Filtering isn't cleaning

poster

[Image by author; thoughtful woman component by Evgenii Naumov from here.]

GBIF-mediated datasets are often very messy. Users can choose either to clean messy records or to filter them out of the dataset.

For some kinds of messiness, filtering can be done as part of a record search, but more targeted filtering can be done after download using an R package, other command-line tools, a table editor or a spreadsheet.

But filtering means that records are discarded, which is a drastic step and often unnecessary. For example, the Smithsonian neglected to enter an eventDate in a million records with date entries in other fields, and the records were flagged “Recorded date invalid” by GBIF. Cleaning those records by building eventDate from other fields would be better than throwing them out.

Users of Atlas of Living Australia have long complained about data quality issues, and ALA’s response has been to filter out records by default in a records search. The default filters can be turned off or modified by users, but the default results sometimes reveal surprising failures.

The Western Australian Museum is a case in point. ALA as of 2023-08-22 excluded 49959 out of 54155 WAM fish records (92%; here) and 98198 out of 168494 WAM herpetology records (58%; here), in both cases mainly because of “location uncertainty”. Many of those exclusions are repairable using data within the record.

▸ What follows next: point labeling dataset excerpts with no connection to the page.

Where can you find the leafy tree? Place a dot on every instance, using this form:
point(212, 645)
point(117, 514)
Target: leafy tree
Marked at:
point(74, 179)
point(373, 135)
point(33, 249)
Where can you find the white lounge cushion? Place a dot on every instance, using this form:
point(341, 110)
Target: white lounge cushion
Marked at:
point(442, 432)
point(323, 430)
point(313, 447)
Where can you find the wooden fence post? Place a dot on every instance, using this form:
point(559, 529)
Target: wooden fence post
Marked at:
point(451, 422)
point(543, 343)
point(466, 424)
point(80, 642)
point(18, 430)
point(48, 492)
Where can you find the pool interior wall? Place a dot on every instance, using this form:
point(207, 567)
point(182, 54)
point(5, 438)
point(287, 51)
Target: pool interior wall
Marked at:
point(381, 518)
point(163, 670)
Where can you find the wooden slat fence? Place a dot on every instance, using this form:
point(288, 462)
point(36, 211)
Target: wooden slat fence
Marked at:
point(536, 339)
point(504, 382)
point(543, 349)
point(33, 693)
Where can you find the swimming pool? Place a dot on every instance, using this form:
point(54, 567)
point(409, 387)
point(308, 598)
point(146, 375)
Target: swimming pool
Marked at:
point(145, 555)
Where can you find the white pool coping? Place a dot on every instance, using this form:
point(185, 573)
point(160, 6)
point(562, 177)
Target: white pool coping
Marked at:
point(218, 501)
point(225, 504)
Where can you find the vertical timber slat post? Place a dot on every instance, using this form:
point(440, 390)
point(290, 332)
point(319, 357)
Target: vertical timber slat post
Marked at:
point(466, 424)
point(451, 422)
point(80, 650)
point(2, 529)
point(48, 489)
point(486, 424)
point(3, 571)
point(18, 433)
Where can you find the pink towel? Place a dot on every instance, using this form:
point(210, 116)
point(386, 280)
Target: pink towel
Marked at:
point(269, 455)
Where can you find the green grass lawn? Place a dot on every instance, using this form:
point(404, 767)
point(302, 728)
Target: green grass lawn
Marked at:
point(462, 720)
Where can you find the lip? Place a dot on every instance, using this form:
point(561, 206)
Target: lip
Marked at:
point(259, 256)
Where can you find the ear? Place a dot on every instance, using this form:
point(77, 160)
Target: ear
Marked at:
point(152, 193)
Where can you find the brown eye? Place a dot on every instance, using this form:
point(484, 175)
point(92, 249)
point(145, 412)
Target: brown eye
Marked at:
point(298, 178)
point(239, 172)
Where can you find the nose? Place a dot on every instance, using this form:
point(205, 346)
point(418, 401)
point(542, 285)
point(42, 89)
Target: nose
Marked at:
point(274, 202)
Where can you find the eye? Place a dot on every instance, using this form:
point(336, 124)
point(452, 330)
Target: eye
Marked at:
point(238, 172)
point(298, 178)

A little-discussed feature of filtering is that it disproportionately excludes records shared from collections. The table below tallies HumanObservation with PreservedSpecimen occurrences indexed by GBIF, as of 2023-08-22. The numbers are the proportions of records with the indicated spatial data issue, times 100 000 to make the numbers easier to compare:

table

There are similar results for other data issues. If you filter a mixed bag of occurrence records, you are far more likely to exclude museum and herbarium records than citizen-science ones, because collections have messier data.


Robert Mesibov (“datafixer”); robert.mesibov@gmail.com

2 Likes

One point to consider is that while filtering might seem like a not ideal step, it often stems from the complexities involved in handling such data. Building a clean dataset requires meticulous annotation, curation, and even automated processes. For instance, the issue of missing eventDate is a good example. What do you do when eventDate is not in place? if eventDate is missing, can I use automated algorithms that attempt to infer it from other available data within the record? If some cases yes, most cases, no. Without a clear solution in place, filtering becomes a pragmatic choice to at least go to the next step (publishing, citing, linking). It’s a balance between working with what’s feasible now and aiming for more comprehensive solutions in the future.

1 Like

@sharif.islam, of course there is a balance between what is known now and what might be known in future. But that should not be a reason to filter rather than to clean. The argument “I can’t clean all the records, so I can’t clean any of them” is not only logically indefensible, it’s bad science.

“What do you do when eventDate is not in place? if eventDate is missing, can I use automated algorithms that attempt to infer it from other available data within the record? If some cases yes, most cases, no.”

I would disagree with both your “most cases, no” and your omission of human effort (“can I use human effort or automated algorithms…”), and especially the latter. I’ve discussed that issue here: Cleaning GBIF-mediated data: "manual" vs "automated" is a false dichotomy and would be happy to talk over the details with you privately by email.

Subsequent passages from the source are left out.